Benefícios da suplementação de vitamina A no período pós-parto

Saskia de Pee

PhD. Technical advisor, Nutrition and HIV/AIDS Policy, Policy and Strategy Division, World Food Programme, Rome, Itália

Correspondência Correspondência: Saskia de Pee Via Cesare Giulio Viola 68/70 00148 - Roma - Itália Tel.: +31 (06) 2290.2796 E-mail: depee.saskia@gmail.com

Lima et al.1 relatam um achado interessante e inédito sobre o aumento da concentração de imunoglobulina A secretória (IgAs) no colostro até 24 horas após a administração de uma cápsula de alta dose de vitamina A (200.000 UI) a mulheres no primeiro dia pós-parto. O principal achado foi que, enquanto a concentração média de IgAs no colostro no grupo de controle caiu de 829,1 mg/dL no primeiro dia para 343,9 mg/dL no dia seguinte (n = 44), no grupo intervenção a redução foi de apenas 827,3 mg/dL para 501,2 mg/dL (n = 52; p < 0,00001 para diferenças de concentração no segundo dia).

As altas concentrações de IgAs no colostro oferecem ao recém-nascido proteção imunológica imediata contra infecções logo após o nascimento, quando seu sistema imunológico é imaturo. Deduz-se deste resultado que a cápsula de alta dose de vitamina A administrada às mães aumentou a concentração de vitamina A no leite materno. Tal efeito levará a um aumento da quantidade de vitamina A ingerida pelo recém-nascido durante os primeiros meses de amamentação, o que também poderá levar a uma melhoria tanto do seu sistema imune inato quanto da função da sua barreira epitelial.

Os autores não informaram sobre a concentração de retinol sérico ou no leite materno, o que é surpreendente visto que a diferença esperada na concentração de retinol sérico no primeiro mês pós-parto foi usada para calcular o tamanho de amostra necessário para os grupos do estudo. Teria sido útil poder comparar as concentrações de retinol sérico e de retinol no leite materno com as concentrações de IgAs depois dos primeiros 2 dias pós-parto.

Muitos estudos têm relatado que a suplementação pós-parto de vitamina A pode resultar em melhorias modestas e de curto prazo no estado nutricional de vitamina A da mãe e do recém-nascido; tais melhorias são medidas como maiores concentrações de retinol sérico, maiores reservas hepáticas de vitamina A ou maiores níveis de vitamina A no leite materno2. Em 1997, o Task Force WHO/UNICEF/IVACG publicou diretrizes recomendando a suplementação de puérperas com 200.000 UI de vitamina A3. Em 2001, as diretrizes foram revisadas e passaram a recomendar uma dosagem maior, de 400.000 UI, dividida em duas doses de 200.000 UI administradas com pelo menos 1 dia de diferença.
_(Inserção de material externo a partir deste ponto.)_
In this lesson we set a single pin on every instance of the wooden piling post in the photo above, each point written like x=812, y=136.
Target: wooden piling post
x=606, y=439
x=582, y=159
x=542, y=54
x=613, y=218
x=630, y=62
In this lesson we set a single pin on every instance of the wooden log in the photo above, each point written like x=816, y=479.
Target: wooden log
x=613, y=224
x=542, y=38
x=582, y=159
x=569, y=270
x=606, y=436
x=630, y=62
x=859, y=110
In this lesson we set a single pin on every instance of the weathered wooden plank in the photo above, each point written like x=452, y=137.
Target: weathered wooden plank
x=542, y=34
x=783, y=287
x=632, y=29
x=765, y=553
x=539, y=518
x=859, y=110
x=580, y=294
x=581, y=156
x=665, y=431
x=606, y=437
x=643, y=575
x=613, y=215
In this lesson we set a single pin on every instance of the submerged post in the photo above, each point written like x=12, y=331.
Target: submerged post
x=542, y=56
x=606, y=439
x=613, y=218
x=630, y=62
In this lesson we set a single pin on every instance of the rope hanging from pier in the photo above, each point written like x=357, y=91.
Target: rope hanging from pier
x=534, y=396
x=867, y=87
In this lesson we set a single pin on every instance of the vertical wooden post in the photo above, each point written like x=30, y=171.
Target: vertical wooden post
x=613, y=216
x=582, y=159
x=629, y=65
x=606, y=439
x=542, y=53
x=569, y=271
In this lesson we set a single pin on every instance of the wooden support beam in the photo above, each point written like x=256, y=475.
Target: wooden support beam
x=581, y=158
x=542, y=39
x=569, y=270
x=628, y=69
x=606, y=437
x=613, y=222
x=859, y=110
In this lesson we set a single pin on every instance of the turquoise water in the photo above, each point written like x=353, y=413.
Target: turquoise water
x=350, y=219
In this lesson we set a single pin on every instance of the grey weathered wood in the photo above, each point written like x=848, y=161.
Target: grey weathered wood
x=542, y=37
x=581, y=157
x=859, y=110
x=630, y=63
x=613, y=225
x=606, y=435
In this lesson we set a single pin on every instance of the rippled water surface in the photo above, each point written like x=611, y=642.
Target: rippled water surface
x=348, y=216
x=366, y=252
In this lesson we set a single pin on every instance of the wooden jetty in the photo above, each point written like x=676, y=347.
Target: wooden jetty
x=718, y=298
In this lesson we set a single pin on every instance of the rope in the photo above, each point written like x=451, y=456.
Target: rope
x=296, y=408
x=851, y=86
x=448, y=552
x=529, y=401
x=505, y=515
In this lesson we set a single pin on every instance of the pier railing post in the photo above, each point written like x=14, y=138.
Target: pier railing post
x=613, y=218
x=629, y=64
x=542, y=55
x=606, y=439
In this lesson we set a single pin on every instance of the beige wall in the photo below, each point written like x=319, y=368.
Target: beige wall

Essa medida foi tomada principalmente porque o efeito da dose única mais baixa demonstrou um impacto limitado no estado nutricional de vitamina A de lactentes nos primeiros 6 meses de vida4. Porém, com base na análise de revisões sistemáticas sobre suplementação pós-parto de vitamina A que não observaram impacto na morbimortalidade materna ou infantil5-7, as novas diretrizes da OMS de 2011 não recomendam a suplementação pós-parto de vitamina A como uma estratégia de saúde pública8.
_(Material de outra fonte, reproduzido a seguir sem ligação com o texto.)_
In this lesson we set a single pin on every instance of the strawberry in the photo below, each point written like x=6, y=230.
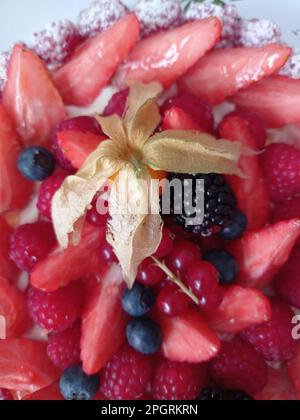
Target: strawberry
x=77, y=146
x=278, y=388
x=261, y=254
x=103, y=320
x=50, y=393
x=13, y=307
x=31, y=98
x=236, y=128
x=166, y=56
x=91, y=67
x=62, y=267
x=24, y=365
x=241, y=308
x=274, y=99
x=7, y=268
x=187, y=338
x=223, y=72
x=14, y=189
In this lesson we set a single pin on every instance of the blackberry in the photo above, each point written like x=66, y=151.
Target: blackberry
x=219, y=203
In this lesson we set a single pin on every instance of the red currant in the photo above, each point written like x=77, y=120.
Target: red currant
x=149, y=274
x=166, y=244
x=202, y=278
x=172, y=302
x=183, y=255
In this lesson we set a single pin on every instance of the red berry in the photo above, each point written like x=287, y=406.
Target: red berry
x=239, y=366
x=171, y=301
x=64, y=348
x=183, y=255
x=117, y=103
x=273, y=339
x=202, y=277
x=166, y=244
x=199, y=110
x=94, y=217
x=56, y=311
x=177, y=381
x=281, y=164
x=6, y=395
x=288, y=281
x=31, y=243
x=127, y=375
x=57, y=42
x=149, y=274
x=47, y=191
x=107, y=253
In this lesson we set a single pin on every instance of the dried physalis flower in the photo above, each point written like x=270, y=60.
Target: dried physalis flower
x=135, y=228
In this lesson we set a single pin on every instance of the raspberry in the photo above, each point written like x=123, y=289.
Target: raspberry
x=99, y=16
x=30, y=243
x=239, y=366
x=5, y=395
x=177, y=381
x=127, y=375
x=157, y=15
x=281, y=165
x=257, y=33
x=64, y=348
x=273, y=339
x=47, y=191
x=57, y=42
x=56, y=311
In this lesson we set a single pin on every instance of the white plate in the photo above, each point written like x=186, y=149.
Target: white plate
x=20, y=18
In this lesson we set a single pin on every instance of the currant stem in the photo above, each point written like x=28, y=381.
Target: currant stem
x=176, y=280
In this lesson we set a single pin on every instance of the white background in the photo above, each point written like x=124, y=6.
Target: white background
x=20, y=18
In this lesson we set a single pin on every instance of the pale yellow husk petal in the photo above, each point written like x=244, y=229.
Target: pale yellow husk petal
x=192, y=152
x=135, y=229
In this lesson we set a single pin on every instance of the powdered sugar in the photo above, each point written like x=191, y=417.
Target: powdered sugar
x=55, y=43
x=156, y=15
x=99, y=16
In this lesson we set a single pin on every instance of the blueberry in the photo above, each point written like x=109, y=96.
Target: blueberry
x=235, y=229
x=76, y=385
x=225, y=263
x=144, y=335
x=138, y=301
x=36, y=163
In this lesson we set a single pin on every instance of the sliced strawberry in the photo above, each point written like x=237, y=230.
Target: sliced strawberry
x=14, y=189
x=275, y=100
x=235, y=127
x=24, y=365
x=31, y=97
x=89, y=70
x=223, y=72
x=241, y=308
x=176, y=119
x=166, y=56
x=261, y=254
x=50, y=393
x=278, y=388
x=77, y=146
x=187, y=338
x=63, y=266
x=103, y=321
x=13, y=307
x=7, y=267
Os resultados relatados por Lima et al. mostram que, além da esperada melhoria no estado nutricional de vitamina A na mãe e no recém-nascido, como demonstrado em estudos anteriores, a suplementação pós-parto de vitamina A também pode aumentar a concentração de IgAs no colostro1. Ainda não foi investigado se esse nível mais alto de IgAs pode ou não melhorar imediatamente a saúde e aumentar a sobrevivência, mas o achado é promissor e reforça a importância de alimentar o recém-nascido com colostro, o que não é uma prática em muitas comunidades.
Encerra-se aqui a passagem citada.